He had an artistic side to him and enjoyed painting and drawing in his younger days and in more recent times, creating new objects from wood which had been discarded, re-using old pine beds to make tables and chairs, bookcases and dressers, amongst other more aesthetic objects such as wooden trinket boxes and carved figures.
He loved music. All types. He had a vast eclectic collection, ranging from traditional African tribal music, native American, Arabic, through to JJ Cale and Clapton. Opera, country and western, rock, classical and of course, Pink Floyd and Roger Waters. He believed that good music was good music, whether it was heavy rock or the twee-est of pop songs. If it had a great beat, made you feel good, uplifted your spirit, made you laugh or made you want to dance, it was good music.
Memories of Mike which are etched indelibly into the consciousness of most of us here today are his twinkling eyes, full of mischief; his woven bracelets, which have always been a part of him; his bright, colourful, hippy shirts and waistcoats …
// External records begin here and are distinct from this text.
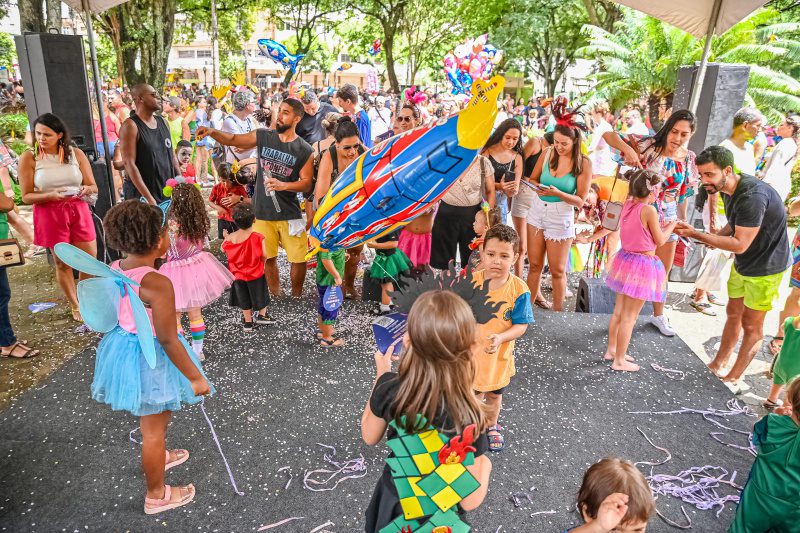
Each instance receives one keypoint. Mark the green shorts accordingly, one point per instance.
(759, 292)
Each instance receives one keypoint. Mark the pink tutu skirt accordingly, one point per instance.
(417, 246)
(198, 280)
(638, 276)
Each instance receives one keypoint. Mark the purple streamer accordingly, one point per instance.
(353, 468)
(219, 447)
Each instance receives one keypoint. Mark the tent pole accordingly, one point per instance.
(99, 96)
(701, 71)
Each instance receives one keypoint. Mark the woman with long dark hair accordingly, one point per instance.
(56, 177)
(504, 151)
(666, 154)
(562, 178)
(346, 149)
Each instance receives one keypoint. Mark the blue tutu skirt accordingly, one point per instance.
(124, 380)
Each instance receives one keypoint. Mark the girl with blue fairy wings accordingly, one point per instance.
(142, 365)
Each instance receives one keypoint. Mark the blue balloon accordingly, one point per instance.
(278, 53)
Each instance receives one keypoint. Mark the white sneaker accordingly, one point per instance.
(663, 325)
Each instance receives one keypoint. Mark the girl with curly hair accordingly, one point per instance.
(196, 275)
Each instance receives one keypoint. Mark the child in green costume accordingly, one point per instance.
(769, 501)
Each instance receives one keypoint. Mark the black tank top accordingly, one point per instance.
(154, 155)
(503, 170)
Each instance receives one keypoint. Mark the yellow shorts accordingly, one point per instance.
(759, 292)
(276, 232)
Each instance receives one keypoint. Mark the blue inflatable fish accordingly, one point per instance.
(399, 179)
(278, 53)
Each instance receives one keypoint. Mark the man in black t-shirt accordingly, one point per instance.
(310, 128)
(284, 169)
(756, 234)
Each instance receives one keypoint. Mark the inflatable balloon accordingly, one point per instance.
(399, 179)
(278, 53)
(376, 48)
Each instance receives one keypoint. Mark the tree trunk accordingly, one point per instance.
(53, 14)
(388, 44)
(31, 16)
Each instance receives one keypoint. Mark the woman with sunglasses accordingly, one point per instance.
(345, 149)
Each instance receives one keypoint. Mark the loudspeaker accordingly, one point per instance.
(721, 96)
(595, 297)
(53, 69)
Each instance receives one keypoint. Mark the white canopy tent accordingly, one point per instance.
(701, 18)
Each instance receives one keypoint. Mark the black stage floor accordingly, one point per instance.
(68, 463)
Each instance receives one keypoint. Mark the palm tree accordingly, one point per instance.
(641, 60)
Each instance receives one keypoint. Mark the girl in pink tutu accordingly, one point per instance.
(636, 274)
(196, 275)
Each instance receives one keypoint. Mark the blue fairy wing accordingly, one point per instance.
(144, 328)
(99, 300)
(83, 262)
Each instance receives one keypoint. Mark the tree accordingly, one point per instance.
(389, 14)
(555, 30)
(642, 58)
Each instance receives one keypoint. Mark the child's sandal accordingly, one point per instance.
(156, 505)
(181, 457)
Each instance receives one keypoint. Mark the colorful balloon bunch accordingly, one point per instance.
(471, 60)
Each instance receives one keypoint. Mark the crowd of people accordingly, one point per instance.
(510, 219)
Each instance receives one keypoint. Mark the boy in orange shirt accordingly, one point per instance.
(494, 358)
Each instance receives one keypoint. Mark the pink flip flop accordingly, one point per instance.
(176, 462)
(164, 504)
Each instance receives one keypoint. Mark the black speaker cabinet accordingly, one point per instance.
(721, 97)
(53, 69)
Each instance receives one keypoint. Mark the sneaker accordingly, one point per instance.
(663, 325)
(264, 320)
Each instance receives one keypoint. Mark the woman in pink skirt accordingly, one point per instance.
(636, 274)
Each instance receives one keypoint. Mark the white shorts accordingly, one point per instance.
(521, 203)
(556, 219)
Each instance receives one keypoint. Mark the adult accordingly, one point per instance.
(562, 178)
(380, 117)
(337, 157)
(664, 153)
(285, 168)
(178, 128)
(603, 163)
(778, 170)
(504, 151)
(348, 101)
(747, 123)
(756, 234)
(55, 177)
(311, 128)
(240, 122)
(147, 152)
(453, 224)
(791, 306)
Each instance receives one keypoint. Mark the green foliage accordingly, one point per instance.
(13, 124)
(8, 51)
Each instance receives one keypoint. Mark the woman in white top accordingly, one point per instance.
(54, 178)
(778, 170)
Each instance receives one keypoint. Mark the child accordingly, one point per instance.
(226, 195)
(495, 353)
(196, 275)
(121, 378)
(484, 220)
(787, 364)
(246, 253)
(184, 154)
(614, 496)
(330, 269)
(769, 500)
(434, 380)
(389, 265)
(636, 274)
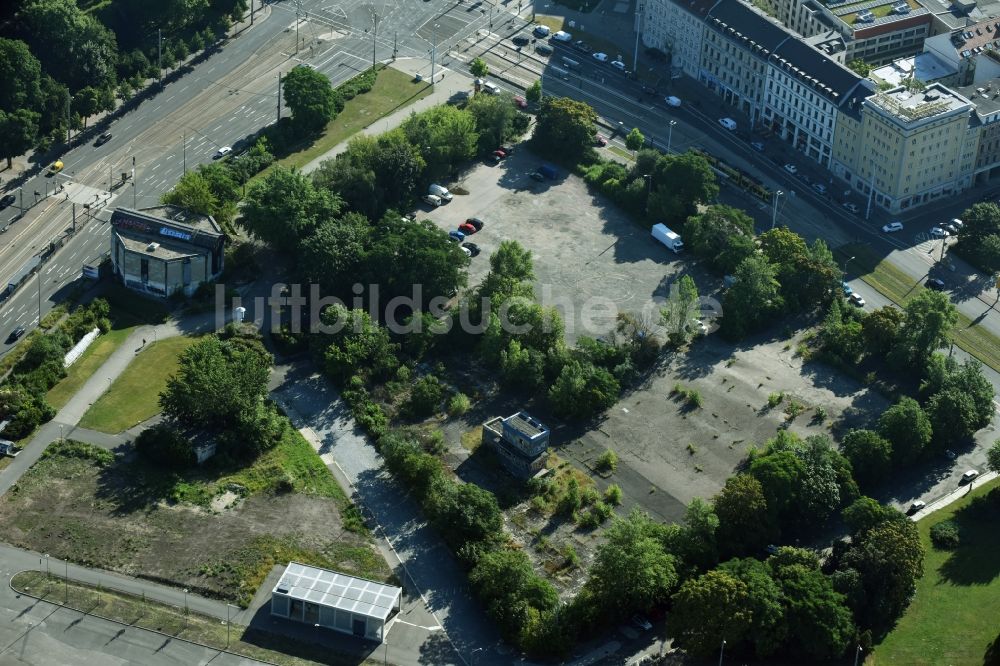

No one is finally gone until the ripples they cause in the world die away, after all, if you remember them, then they’re never really gone. The span of someone’s life is only the core of their actual existence and the ripples that Mike has made in his, will continue to radiate, as we perpetuate his kindness and compassion from within us, to touch all those we will encounter in our lifetimes.
Sleep now, we will meet again.
My mind still talks to you and my heart still looks for you, but my soul knows you are at peace.